Collaboration · Coworking

In launching a coworking space, is it best to start curating a specific target community or simply fill the space with warm bodies?

Jonathan Chambers Entrepreneur, Intrapreneur, Innovator, Curator, Connector, Community Mgr, Startup Enthusiast

June 9th, 2017

Launching a pioneering coworking concept in North Metro Atlanta, Woodstock. We have a target member in mind, but are getting negative feedback from first few members and outside community that it's too niche and specific.

Raymond Oriakhi Technology Entrepreneur interested in starting a digital therapeutics platform.

June 18th, 2017

Curating a specific target community will work better if you set up your co-working space as a platform. With that in mind, you then curate and integrate services providers to your coworking clients. This makes your space more valuable and easier to recruit targeted members.

Jennifer Foster

June 9th, 2017

Well I guess my first question is what market research did you use to determine your "target?" And is there enough of that that target available to sustain a cowork space of your size? Meaning can you find enough of them to fill the seats? Are you creating content solely for that market? I'm actually working with a team that is opening a cowork space in Shreveport (and I myself am a member of one here in Dallas). It sounds like you're trying to create more of a mastermind space than an actual coworking space. Coworking is someone inherently made better because of it's diversity.

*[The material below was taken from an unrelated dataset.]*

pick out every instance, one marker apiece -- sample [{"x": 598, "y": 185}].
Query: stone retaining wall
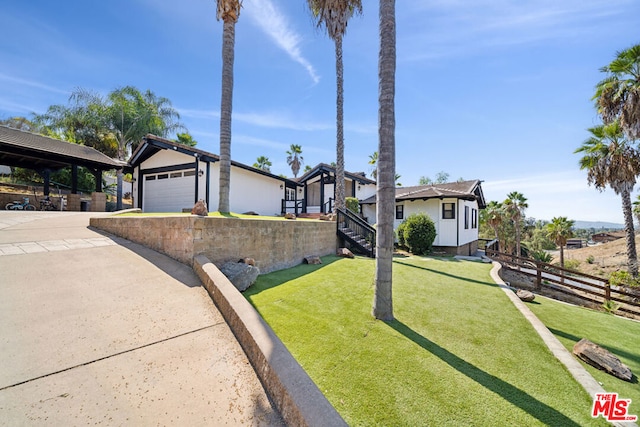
[{"x": 273, "y": 244}]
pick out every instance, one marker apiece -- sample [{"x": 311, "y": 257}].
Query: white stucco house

Paul Garcia marketing exec & business advisor

June 11th, 2017

Yes, you probably are too niche, and are attempting to act more like an incubator for a specific industry than what most people think of as a co-working space. Remember that the words you use to describe your space are not necessarily defined in the same way by others. Co-working spaces are generally very diverse as Jennifer said earlier. In fact, most encourage maximum diversity so that the tenant businesses are eager to use each others services to fill in gaps in their own companies, almost like different departments being different companies.

It may be very important to reconsider your descriptive terms to win more interest from your target participants. What language do they use? And what do they consider beneficial in general (not just what you think would be beneficial to them)?

How does it compromise your concept to accept members outside your original target? There's nothing wrong with reconsidering your approach or even your targets. Sometimes the best ideas are just seeds that lead to something completely unplanned but wonderful. Those we call happy accidents.